Improving range of motion is easy with "differentiation."
A UK kettlebell instructor who incorporates Hanna Somatics in his training, sent me a link to a hip mobility exercise video clip from "Kettlebells From the Ground Up." It demonstrates a simple hip mobility exercise that can help to improve one's Turkish Get-Up.
My client knew I would appreciate the teaching in this video. The technique shown in this video, which enabled the athlete to improve his range of motion is called "movement differentiation." This technique was popularized by Moshe Feldenkrais and is widely used by Hanna Somatic Educators as well.
Differentiation = improved sensory motor control
Differentiation of movement elicits almost instantaneous improved coordination and range of movement to the muscles. You "disrupt the circuits" in your brain by separating the larger movement into smaller movements that, seemingly, have nothing to do with one another: moving the ankle by itself, then the hip by itself, the back to the ankle. The ankle, knee and hip are related, yet most of us forget that the more aware you brain is of the body as a whole, the easier it is to perform any given movement. The biggest benefit is increased sensory awareness and motor control.
When you give feedback and new stimulation to the brain by focusing conscious, voluntary attention on these areas through movement, the outcome is instanteous improvement - not with force, but with intelligent sensory appreciation of what you're doing. Just like "updating the software" on your computer, the motor output in your brain is "updated" so it can run more smoothly. Muscle length and function improve as well, without forceful stretching.
The seated twist (at right, and on my Pain Relief Through Movement DVD) is a perfect example of a Somatic Exercise that elicits extraordinary instant improvement in one's ability to release tight neck and shoulders through differentiation.
Try this Somatic Exercise for hip mobility in the Turkish Get-Up.
The Hip Lift and Reach Somatic Exercise is similar to the movement pattern you want to execute smoothly in the Turkish Get-Up. It targets all the muscles that attach into the pelvis and hip joint - the waist, back and abdominals - for freer hip movement.
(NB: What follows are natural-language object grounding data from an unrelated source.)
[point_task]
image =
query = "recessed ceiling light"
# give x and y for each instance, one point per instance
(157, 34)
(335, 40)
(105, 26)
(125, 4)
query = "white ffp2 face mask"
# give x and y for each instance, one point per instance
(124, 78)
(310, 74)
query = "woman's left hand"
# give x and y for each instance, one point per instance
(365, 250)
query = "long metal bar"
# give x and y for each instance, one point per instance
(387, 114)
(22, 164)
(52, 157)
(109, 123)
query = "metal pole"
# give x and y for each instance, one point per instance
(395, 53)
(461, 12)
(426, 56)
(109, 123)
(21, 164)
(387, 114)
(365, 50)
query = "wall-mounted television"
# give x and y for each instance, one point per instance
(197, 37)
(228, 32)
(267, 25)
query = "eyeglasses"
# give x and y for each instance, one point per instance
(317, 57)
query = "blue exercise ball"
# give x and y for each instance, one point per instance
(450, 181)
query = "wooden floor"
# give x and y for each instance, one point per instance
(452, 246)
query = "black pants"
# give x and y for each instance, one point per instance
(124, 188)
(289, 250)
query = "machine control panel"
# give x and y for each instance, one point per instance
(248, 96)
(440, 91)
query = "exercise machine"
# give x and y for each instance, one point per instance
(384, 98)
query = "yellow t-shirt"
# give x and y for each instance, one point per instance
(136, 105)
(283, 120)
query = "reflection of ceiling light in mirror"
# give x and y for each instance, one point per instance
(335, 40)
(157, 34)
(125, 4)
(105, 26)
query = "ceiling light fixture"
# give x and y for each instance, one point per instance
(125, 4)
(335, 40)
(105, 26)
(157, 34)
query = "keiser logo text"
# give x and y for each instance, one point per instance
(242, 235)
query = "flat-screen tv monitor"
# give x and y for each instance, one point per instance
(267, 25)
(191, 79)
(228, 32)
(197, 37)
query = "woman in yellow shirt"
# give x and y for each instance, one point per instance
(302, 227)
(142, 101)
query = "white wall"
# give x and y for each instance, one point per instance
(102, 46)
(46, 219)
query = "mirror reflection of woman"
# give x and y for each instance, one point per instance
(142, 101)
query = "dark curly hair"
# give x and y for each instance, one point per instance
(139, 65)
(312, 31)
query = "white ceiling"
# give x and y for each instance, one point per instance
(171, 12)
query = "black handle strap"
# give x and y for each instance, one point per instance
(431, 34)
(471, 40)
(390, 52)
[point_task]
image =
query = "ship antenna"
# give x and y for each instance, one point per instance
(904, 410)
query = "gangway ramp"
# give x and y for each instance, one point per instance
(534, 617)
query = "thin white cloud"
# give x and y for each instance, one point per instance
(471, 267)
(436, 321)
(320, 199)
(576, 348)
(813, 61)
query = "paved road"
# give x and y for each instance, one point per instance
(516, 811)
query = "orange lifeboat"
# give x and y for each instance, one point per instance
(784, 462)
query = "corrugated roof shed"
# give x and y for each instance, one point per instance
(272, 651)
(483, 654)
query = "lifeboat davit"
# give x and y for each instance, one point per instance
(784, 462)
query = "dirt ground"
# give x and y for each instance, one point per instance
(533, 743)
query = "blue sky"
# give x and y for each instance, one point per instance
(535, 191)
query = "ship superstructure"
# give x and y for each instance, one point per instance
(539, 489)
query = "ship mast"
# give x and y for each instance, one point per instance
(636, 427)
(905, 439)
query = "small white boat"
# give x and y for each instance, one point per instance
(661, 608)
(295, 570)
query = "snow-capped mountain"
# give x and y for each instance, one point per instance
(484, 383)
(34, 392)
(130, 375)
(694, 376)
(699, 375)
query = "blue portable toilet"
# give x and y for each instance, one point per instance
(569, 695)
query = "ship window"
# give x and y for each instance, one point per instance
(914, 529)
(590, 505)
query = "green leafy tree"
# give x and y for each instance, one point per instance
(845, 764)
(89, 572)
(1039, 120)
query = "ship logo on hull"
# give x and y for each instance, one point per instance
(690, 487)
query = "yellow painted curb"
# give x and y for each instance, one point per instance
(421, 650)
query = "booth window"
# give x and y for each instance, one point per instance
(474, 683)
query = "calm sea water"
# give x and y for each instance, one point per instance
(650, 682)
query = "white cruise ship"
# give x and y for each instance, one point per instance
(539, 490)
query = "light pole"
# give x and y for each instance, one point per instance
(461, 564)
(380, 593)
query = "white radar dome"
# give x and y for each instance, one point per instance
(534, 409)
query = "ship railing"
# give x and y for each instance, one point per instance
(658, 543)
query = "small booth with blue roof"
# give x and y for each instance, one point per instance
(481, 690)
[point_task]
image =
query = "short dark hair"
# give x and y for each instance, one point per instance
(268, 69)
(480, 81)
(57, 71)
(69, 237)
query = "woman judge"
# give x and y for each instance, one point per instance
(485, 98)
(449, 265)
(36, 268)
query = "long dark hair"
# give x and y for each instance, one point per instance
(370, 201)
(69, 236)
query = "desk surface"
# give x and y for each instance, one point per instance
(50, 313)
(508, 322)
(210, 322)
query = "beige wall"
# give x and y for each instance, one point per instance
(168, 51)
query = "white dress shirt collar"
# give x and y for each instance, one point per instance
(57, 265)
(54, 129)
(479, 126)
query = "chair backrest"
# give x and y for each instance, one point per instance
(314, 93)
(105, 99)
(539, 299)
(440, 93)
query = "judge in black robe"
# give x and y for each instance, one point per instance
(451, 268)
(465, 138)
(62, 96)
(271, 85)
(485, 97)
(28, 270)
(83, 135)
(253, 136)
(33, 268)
Here's another simple differentiation you can add to the video link from Kettlebells from the Ground Up:
- Inhale and gently arch the lower back as you outwardly rotate the leg and outwardly rotate the arm/shoulder. Allow the shoulder to press down into the mat as you rotate the arm. This brings in gentle movement of the back muscles.
- Exhale and relax the back slowly as you bring the leg and the shoulder back to neutral.
- Repeat 3-4 times slowly.
- Repeat the entire sequence, and add the head turning slowly toward the arm/shoulder as it rotates outward.
- Test out your range of motion, by first lowering your leg to the ground, then bringing it up as high as is comfortable.
Notice the changes in your hip and shoulder coordination. Let me know how it goes!